Alecsandra M. de Oliveira*
As pequenas violências salvam-nos das grandes[1
Das lutas da antiguidade às duas
guerras mundiais, o testemunho histórico jogou luzes sobre grandes
violências com vítimas e algozes quase sempre anônimos. Por muito tempo,
os processos narrativos não individualizaram as dores, os sentimentos e
os afetos. Porém, a partir do final dos anos de 1980, a história
iniciou uma reflexão sobre sua escrita e sobre o que deveria ser
registrado. Acontecimentos como a queda do muro de Berlim, o fim da
bipolaridade entre URSS e EUA (socialismo versus capitalismo), a
implosão da URSS, a globalização, os avanços tecnológicos e os diversos
conflitos étnico-religiosos espalhados pelo mundo provocaram urgente
revisão sobre o anonimato da violência.
Nas últimas décadas do século XX, essa reavaliação compreendeu que a
racionalidade histórica e as grandes narrativas não davam conta de
atender à diversidade de vozes que irrompiam da cena privada para a
pública. Etnias, grupos sexuais, religiosos e diversas outras “minorias”[2]
ganharam protagonismo – não que nunca tivessem existido até aquele
momento, mas seus nomes emergiram dos esmaecidos conceitos modernos que
homogeneizavam a todos sob as categorias de povo, de nação e de
população. Essas “minorias” aderiram aos movimentos sociais insurgentes
que corroboraram ainda mais o declínio final das metanarrativas[3].
Assim, a partir do desmoronamento das metanarrativas, alguns
estudiosos decretaram o “fim da história” ou o “fim da arte”. Hans
Belting, por exemplo, não propôs o fim da arte, nem da história da arte
como uma disciplina, mas apresentou fatores que marcaram o esgotamento
cultural e epistemológico da tentativa eurocêntrica de enquadrá-las: o
autor reconhece que realmente fracassou o esforço estruturante de dar à
arte e à história coerência e validade pretensamente universal.
Concatenado às ideias de Belting, Arthur Danto viu o fim da arte não
como o fim das obras de arte, mas como o término de um tipo de produção
que estava integrada a uma narrativa pautada pelas noções de estilos,
escolas e movimentos. Acima de tudo, nessa narrativa tradicional,
existiria uma trajetória evolutiva na qual cada fazer artístico
superaria o anterior; sendo assim, a compreensão da trajetória linear
seria o instrumental imprescindível para avaliar qualquer obra de arte.

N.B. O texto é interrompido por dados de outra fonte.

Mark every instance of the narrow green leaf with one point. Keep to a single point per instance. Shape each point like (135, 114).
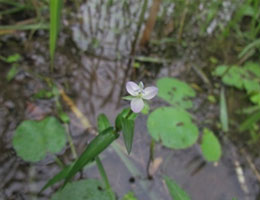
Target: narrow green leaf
(223, 111)
(55, 13)
(96, 146)
(210, 146)
(103, 123)
(128, 133)
(176, 192)
(247, 124)
(13, 58)
(129, 196)
(125, 113)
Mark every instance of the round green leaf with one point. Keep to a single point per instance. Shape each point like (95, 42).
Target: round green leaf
(173, 126)
(175, 92)
(33, 139)
(82, 190)
(210, 146)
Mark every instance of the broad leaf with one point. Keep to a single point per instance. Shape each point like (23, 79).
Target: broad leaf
(175, 92)
(33, 139)
(58, 177)
(210, 146)
(173, 126)
(90, 189)
(176, 192)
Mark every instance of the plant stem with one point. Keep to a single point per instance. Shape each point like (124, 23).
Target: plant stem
(72, 146)
(59, 162)
(151, 158)
(105, 178)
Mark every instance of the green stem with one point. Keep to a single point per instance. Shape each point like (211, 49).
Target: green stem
(72, 146)
(105, 178)
(151, 158)
(59, 162)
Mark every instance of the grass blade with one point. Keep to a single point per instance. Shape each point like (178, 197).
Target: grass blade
(223, 111)
(55, 13)
(96, 146)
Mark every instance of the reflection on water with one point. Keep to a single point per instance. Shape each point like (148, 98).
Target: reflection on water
(93, 73)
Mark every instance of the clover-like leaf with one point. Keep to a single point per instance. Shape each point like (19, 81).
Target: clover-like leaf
(34, 139)
(175, 92)
(173, 126)
(90, 189)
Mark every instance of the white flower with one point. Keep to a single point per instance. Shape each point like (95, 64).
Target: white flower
(139, 93)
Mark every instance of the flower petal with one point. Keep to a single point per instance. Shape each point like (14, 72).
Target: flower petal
(132, 88)
(150, 92)
(137, 105)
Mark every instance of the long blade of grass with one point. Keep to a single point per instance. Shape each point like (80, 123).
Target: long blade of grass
(25, 27)
(223, 111)
(96, 146)
(55, 13)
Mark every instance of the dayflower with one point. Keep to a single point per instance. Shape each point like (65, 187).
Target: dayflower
(138, 93)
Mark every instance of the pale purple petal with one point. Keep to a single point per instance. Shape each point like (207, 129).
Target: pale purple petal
(137, 105)
(132, 88)
(150, 92)
(141, 85)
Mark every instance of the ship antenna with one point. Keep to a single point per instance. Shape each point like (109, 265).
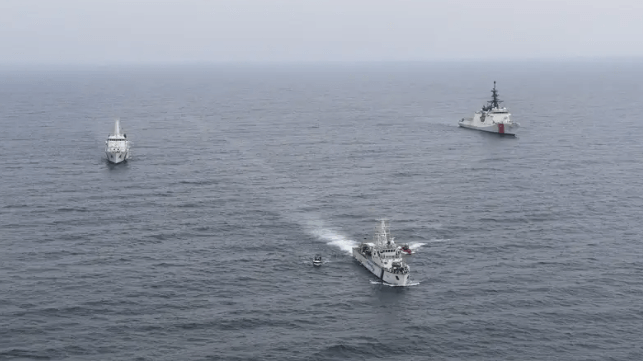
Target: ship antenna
(495, 101)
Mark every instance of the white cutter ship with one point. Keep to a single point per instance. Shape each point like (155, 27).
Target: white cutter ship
(491, 118)
(117, 145)
(383, 257)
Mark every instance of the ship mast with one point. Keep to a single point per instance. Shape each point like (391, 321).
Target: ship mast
(495, 101)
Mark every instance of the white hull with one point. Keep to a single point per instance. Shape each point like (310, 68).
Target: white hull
(398, 279)
(117, 145)
(493, 128)
(492, 118)
(116, 157)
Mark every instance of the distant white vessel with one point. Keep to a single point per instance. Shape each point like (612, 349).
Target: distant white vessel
(491, 118)
(383, 257)
(117, 145)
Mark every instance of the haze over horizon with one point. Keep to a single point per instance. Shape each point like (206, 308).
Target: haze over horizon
(139, 31)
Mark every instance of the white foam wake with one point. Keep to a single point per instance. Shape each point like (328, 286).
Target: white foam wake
(334, 238)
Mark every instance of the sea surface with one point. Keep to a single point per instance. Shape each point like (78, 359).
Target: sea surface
(200, 246)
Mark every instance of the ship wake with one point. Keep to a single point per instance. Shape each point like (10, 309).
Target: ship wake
(331, 237)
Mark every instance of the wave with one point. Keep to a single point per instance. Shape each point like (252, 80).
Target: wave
(331, 237)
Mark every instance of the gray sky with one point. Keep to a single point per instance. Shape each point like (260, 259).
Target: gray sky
(141, 31)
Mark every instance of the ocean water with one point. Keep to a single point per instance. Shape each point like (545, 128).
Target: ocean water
(200, 246)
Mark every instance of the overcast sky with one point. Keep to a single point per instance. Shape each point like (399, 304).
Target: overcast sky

Tudo isto caiu por terra quando os fatos históricos e a própria arte se
rebelaram contra esse sistema evolutivo.
Ainda no âmbito dessa perspectiva aberta pelo fim das metanarrativas,
o Estado foi incapaz de manter o monopólio da violência. O terrorismo,
por exemplo, aflorou como uma das respostas ao questionamento do status quo e
à crise dos partidos políticos centrados em ideologias de esquerda ou
de direita. Na verdade, o terrorismo, bem como todas as reivindicações
das “minorias”, são fragmentos de história que – muitas vezes
contraditórios entre si – foram ignorados pelas grandes narrativas. O
não reconhecimento dessas histórias ecoa nos conflitos que estavam
abafados por grandes forças coercitivas.
Quando essas forças foram diluídas, o exercício do poder passou a
estar em toda parte e a ser questionado mais e mais; onde há poder não
pode existir afeto, somente a coerção e a violência subsistem. Se até os
anos de 1970 o inimigo era supostamente visível, no fim dos anos de
1990 ele era onipresente. O poder e a violência estavam infiltrados no
dia a dia. Saiu-se da esfera política para as chamadas micropolíticas,
ou seja, a preocupação com os fenômenos de controle de poder entre
indivíduos, grupos e organizações tomou espaço no convívio diário.
Hoje, passados cerca de 40 anos da queda do discurso das
metanarrativas e adjacente às revisões historiográficas e
epistemológicas, artistas conectaram-se com o exercício da
micropolítica, isto é, com aquelas reivindicações que tratam sobre as
questões sociais, de gênero, do corpo, da sexualidade e das instituições
que detêm algum tipo de poder (família, escola, igreja e todo e
qualquer domínio dos saberes). Nessas circunstâncias, as “pequenas”
violências que atingem o indivíduo contemporâneo são tão ou mais
importantes do que as grandes pautas que movem o cenário político
internacional: vítimas e algozes quase sempre têm nomes e estão muito
próximos.
[Ana Teixeira] sentou-se em uma cadeira nas ruas de diferentes cidades com uma cadeira vazia ao seu lado e uma placa que dizia “Escuto histórias de amor”.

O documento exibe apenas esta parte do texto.